Odette and Robert returned to living together for the sake of their daughter, but now with what she described as an affectionate ‘modus vivendi’, or total liberty for each of them to pursue their own friendships. As soon as she could, Odette went to Marseilles to visit Pierre Ferri-Pisani. Having thought of him constantly during her time at Ravensbrück, she had tried to prepare herself for their reunion, but even so his dramatic decline and frailty were unimaginable. He had lost forty-four pounds, was partially deaf having stepped on a mine, and was uncertain of himself, having not spoken aloud for a year. At the sight of Odette, he opened his arms for her and then fainted. ‘He was emptied of life and energy. He could not understand how I could say that, having lived through an abominable experience, I was trying to find positive aspects of the experience such as the force of friendship.’
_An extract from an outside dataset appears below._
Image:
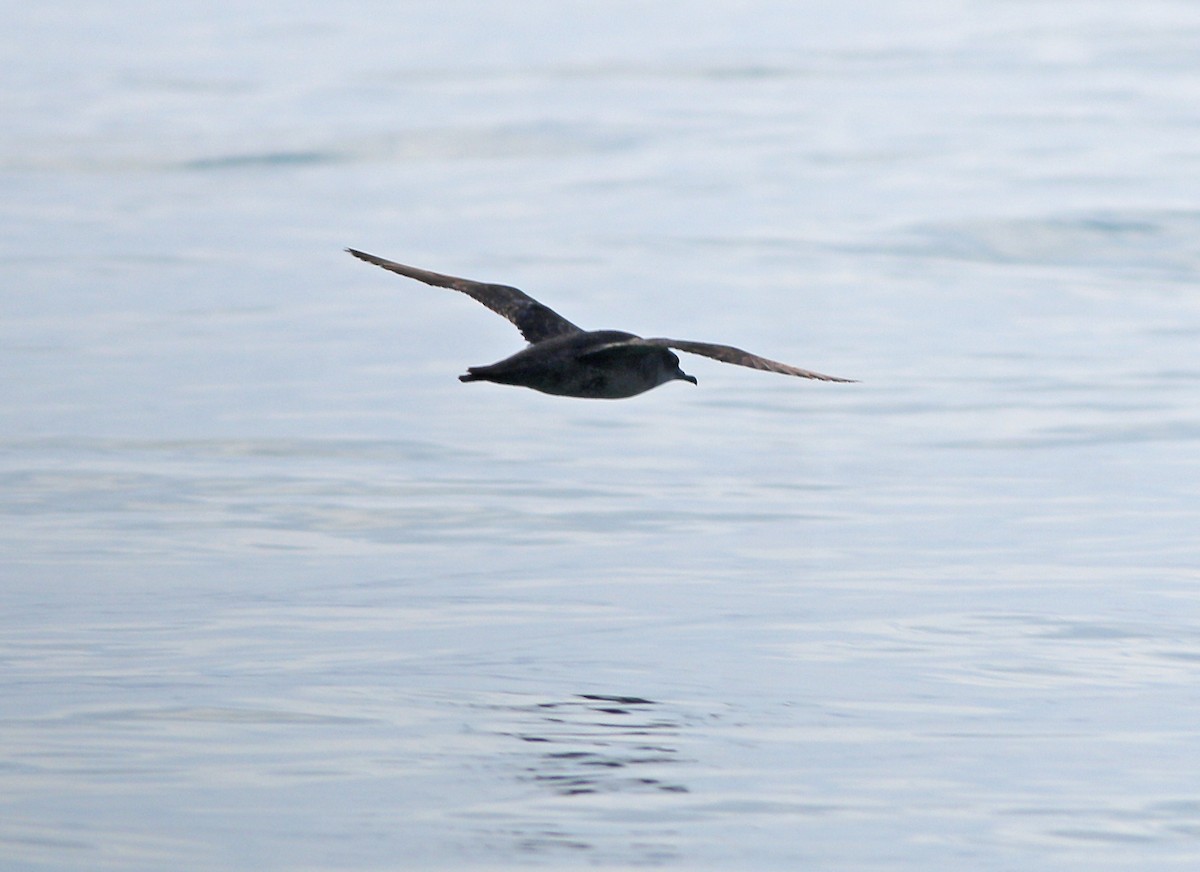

The relationship continued for a few more months as Ferri-Pisani travelled to Paris, ostensibly to meet political comrades while he was fighting elections, but also to see Odette and rekindle their wartime romance. He hoped to find a more permanent job that would allow him to come regularly, but then his wife, having only now discovered the relationship, attempted suicide. Odette believed that, without the links that bound them in fighting a common enemy, their relationship was doomed. Ferri-Pisani’s post-war style of life was not what she had remembered in 1943. ‘Paradoxically our liberation just produced obstacles … I realised I was not capable of breaking with all my past life which, now that the war was over, had reawakened in me.’ In addition, she had money worries as her husband’s business had all but collapsed and family finances were precarious. She decided she had to end the affair with Pierre and in mid-1946, a year after her return from the camps, Odette Fabius accepted a job working for the United Nations in New York. She never saw Pierre again, ‘the most brilliant man that I was ever to meet’.